Testosterone in Women

Testosterone isn’t just for men; in women, this hormone has many functions. It is significant for development of lean muscle and strength, as well as bone density. Testosterone helps prevent unwanted body fat, heart disease and cognitive decline. Without it, women have a 50% chance of experiencing a pathological hip or vertebra fracture. Especially frightening is that 20% of hip fracture patients die within a year of their injury. Testosterone also contributes to overall sense of well-being, energy levels, sexual libido and sexual experience. In particular, it’s responsible for the sensitivity of a woman’s nipples and clitoris in addition to improving sexual mood.

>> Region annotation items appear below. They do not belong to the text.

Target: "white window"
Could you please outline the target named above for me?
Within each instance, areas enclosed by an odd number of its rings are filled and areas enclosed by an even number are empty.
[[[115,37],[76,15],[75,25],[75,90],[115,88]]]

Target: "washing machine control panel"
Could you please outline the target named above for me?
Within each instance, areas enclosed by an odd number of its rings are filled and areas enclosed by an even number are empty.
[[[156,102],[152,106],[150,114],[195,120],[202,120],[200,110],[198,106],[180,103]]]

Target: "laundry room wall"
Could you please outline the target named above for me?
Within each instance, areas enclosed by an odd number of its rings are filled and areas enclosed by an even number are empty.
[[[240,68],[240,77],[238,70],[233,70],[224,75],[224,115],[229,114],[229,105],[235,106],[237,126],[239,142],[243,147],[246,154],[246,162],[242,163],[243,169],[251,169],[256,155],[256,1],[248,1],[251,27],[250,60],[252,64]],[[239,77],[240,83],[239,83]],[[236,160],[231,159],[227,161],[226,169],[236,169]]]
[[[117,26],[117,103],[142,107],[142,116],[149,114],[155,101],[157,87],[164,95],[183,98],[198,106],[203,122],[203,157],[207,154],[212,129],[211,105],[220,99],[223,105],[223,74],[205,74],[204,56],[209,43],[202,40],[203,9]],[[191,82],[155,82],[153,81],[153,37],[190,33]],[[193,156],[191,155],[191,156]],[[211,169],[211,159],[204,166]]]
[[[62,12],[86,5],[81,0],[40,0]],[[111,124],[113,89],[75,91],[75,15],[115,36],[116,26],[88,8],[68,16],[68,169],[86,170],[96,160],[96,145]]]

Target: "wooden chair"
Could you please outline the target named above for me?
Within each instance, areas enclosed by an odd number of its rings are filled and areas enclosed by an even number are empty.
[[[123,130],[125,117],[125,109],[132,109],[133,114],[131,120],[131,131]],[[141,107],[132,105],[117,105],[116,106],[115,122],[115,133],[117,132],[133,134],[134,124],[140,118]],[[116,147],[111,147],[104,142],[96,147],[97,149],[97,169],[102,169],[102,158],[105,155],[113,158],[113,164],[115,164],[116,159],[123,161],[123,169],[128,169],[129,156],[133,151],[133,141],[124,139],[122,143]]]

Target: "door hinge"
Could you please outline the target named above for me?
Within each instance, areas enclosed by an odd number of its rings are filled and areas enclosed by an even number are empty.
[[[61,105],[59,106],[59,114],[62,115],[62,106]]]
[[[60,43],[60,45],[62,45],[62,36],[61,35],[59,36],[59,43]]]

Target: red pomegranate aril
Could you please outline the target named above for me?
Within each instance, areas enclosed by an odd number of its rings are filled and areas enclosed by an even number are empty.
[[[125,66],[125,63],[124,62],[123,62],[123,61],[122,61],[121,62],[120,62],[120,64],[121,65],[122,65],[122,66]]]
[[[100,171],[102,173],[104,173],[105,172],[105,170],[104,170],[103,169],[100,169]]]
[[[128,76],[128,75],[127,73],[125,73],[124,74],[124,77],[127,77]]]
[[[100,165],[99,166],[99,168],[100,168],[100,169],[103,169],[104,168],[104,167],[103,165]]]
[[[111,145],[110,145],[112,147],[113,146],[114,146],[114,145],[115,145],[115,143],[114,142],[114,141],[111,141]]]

In the female, testosterone is produced in the ovaries and adrenal glands. If a woman is thrown into surgical menopause (by having her ovaries removed), she abruptly loses 50% of her natural testosterone—along with 80% of her natural estrogens. Ebbing estradiol and progesterone levels after entering menopause are compounded by falling testosterone and thyroid hormone. A declining hormonal environment is bound to spark bodily changes: a flux in metabolism, altered libido, effects on breasts, vagina, bones, blood vessels, gastrointestinal tract, urinary tract, cardiovascular system, skin, mental acuity, and energy levels. Women, like men, need adequate testosterone for peak mental acuity, healthy bone density, and muscle tissue.

Incorrect testosterone level measurement is a common pitfall. Clinical indicators of declining testosterone may give a care provider the notion that an individual may be a candidate for testosterone replacement. However, objective measures must be obtained to properly institute and manage therapy as well as rule out and address accompanying medical problems. Both total and free testosterone studies should be measured to adequately evaluate testosterone levels. For females, 15-70 nanograms per deciliter are given as a normal laboratory range.  Free testosterone levels average approximately 2% of the total which are 1-10 picograms per milliliter (pg/ml) for women. Free testosterone is the more valuable of the two, reflecting the amount of hormone available to perform useful work.

Relying on a 50-year age span (from ages 20 to 70) is not useful. A decline of 70% from more youthful levels will produce the previously mentioned clinical problems, yet is declared “within normal range.” A more accurate approach is using the upper end of normal range, adjusted for age—then maintain these levels over time, rather than letting them continually decline. This is the healthy range.